Local investments like renovating a downtown serve as attractors to visitors and are also pleasing residents. Much of downtown of Northfield, Minn., has seen renovations designed to enhance the flavor of the city. (Photo provided by Explore Minnesota Tourism)

Tourism has seen a gradual increase since the proclaimed end of the recession. State travel and tourism departments expect to see continued modest growth in tourism revenue in 2013 as the economy gradually recovers. According to industry officials, there are several ways municipalities can maximize this increase and draw in more visitors.

Kentucky

“While we have not officially compiled numbers for 2012, we are seeing increased traffic on our website and requests for information,” said Mike Mangeot, commissioner for the Kentucky Department of Travel and Tourism.

Mangeot noted this growth has come from an increased interest in the state’s bourbon industry, on both the domestic and international level. Kentucky is currently seeing an all-time high number of visits to its bourbon distilleries. “Additionally, we’ve begun advertising in some markets where we haven’t traditionally advertised, and the response has been positive,” he added.

Nationally, travel and tourism in trending upward and the same is expected for Kentucky.

“Obviously, the economy plays a major role. But all current indicators are pointing to increased travel activity in 2013,” Mangeot said. “Also, the Brand USA initiative targeting the international market offers tremendous opportunities for Kentucky and the southern region.”

Mangeot advises Kentucky municipalities to communicate and work together to get the most from this increased interest in the state. “Work regionally to promote the area’s attractions. The vast majority of travelers want options and gravitate towards areas with diverse attractions.”

Heaven Hill Bourbon Heritage Center, Bardstown, Ky.Minnesota

“There has been an increase overall,” concurred Joan Hummel, communications manager of Explore Minnesota Tourism. “2012 was really the third year of moderate growth from the recession.”

While that growth is not stellar, Hummel, like Mangeot, expects a continued gradual increase in tourism in 2013. That growth has also revealed people are still traveling closer to home than before the recession, though, and are looking for the best values. As a means to attract more visitors to the state, Hummel suggests that municipalities focus on attractors. “Local investments are really what all municipalities should be doing. Most positive amenities are attractive to your own residents, while also serving as attractors to visitors.”

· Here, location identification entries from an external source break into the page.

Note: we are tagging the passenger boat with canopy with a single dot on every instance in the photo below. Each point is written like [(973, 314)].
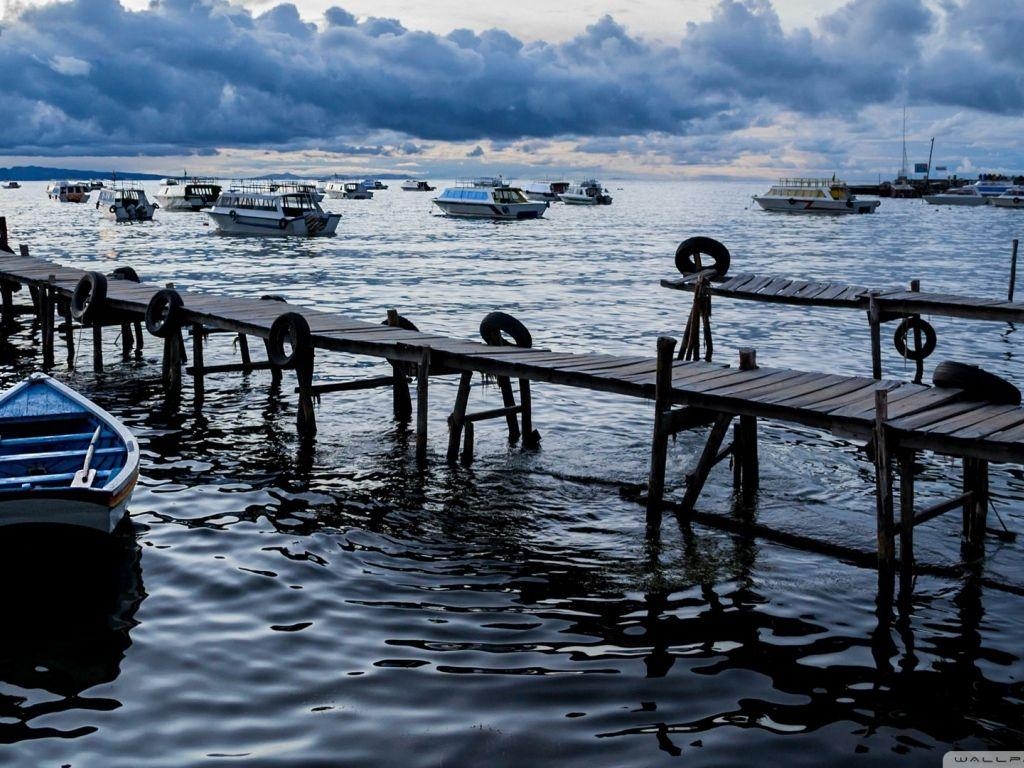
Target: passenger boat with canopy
[(813, 196), (186, 194), (488, 202), (257, 209)]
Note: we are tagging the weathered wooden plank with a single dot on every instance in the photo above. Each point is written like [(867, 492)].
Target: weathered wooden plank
[(998, 419), (923, 419)]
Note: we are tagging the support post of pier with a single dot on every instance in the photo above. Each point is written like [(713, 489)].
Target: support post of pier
[(659, 439), (97, 347), (69, 333), (47, 297), (422, 400), (884, 487), (508, 399), (747, 471), (305, 420), (530, 437), (400, 401), (199, 383), (1013, 272), (457, 419), (905, 459), (975, 508), (127, 341), (875, 321), (244, 351)]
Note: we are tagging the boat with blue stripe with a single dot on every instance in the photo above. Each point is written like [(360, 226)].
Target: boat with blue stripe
[(64, 460)]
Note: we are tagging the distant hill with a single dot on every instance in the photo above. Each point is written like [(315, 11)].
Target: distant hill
[(41, 173)]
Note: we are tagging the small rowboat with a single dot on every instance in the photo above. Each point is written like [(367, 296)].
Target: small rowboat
[(62, 459)]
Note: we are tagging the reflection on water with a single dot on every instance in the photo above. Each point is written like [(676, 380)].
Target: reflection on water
[(69, 604), (334, 603)]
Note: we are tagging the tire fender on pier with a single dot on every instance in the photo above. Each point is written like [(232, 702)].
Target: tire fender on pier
[(89, 297), (164, 312), (498, 328), (708, 250), (289, 336)]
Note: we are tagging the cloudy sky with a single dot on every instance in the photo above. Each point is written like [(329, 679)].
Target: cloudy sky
[(658, 88)]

Hummel noted that bike trails, festivals, fairs, shopping and renovated downtowns are just some of the attractors that are well received by residents and draw in visitors as well. Municipalities should also keep in touch with their chambers of commerce and visitors bureaus. Check in with the local chambers and visitors bureaus to find out what they’re doing, and let those entities know that they have their municipality’s support. Hummel also suggested that municipalities make sure those entities are working with the state visitors bureau and taking advantage of free listings for lodging, festivals and more. “They should be checking in on these listings on a regular basis.”

In the vein of municipalities promoting themselves together, Hummel encourages Minnesota cities to cooperate on municipalities investing in bike trails and scenic by-ways.

West Virginia

Municipalities should highlight their unique venues and points of interest to bring in visitors this year. Creating a cohesive brand also promotes recognition with travelers, like what West Virginia did with it’s “Wild and Wonderful” branding. Pictured are rafters on the New River, which runs through the Greenbrier-New River Gorge area. (Photo provided by the West Virginia Division of Tourism)

According to an overnight visitor study, West Virginia experienced a two percent increase in tourism during 2011.

Jacqueline Proctor, deputy commissioner of the West Virginia Division of Tourism, said that Smith Travel Research found hotel and motel demand in West Virginia is up 3.8 percent from Sept. 2011 to Sept. 2012. “Travelers not only want a good value for their travel dollars, but they are also seeking… more experiential travel.”

West Virginia has branded itself as “Wild and Wonderful” because it offers a variety of outdoor recreation and leisure opportunities. That campaign has already attracted adventure enthusiasts from within the state, bordering states, the rest of the U.S. and abroad. “We believe in 2013 we’ll continue to maintain our appeal to visitors, and we anticipate additional growth as we plan ahead for the 150th birthday celebration of West Virginia with major events occurring on and around June 20, 2013,” said Proctor.

In addition, the Boy Scouts of America will hold its first National Jamboree July 15-24 at Bechtel Summit Reserve in Fayette County. An estimated 40,000 Scout and Scouters will travel to the state for this event, and the new 10,000-acre camp will also be the site of the Boy Scouts’ International Jamboree in 2019.“Every state has its own unique venues and points of interest,” continued Proctor, noting that municipalities need to work with industry leaders. “It’s always important to work with industry leaders across the spectrum of offerings.”

Proctor recommends that cities focus on creating communication and modeling practices that work well, to help build a cohesive brand that the traveling public can identify. These functioning practices, according to Proctor, are key to building a connection.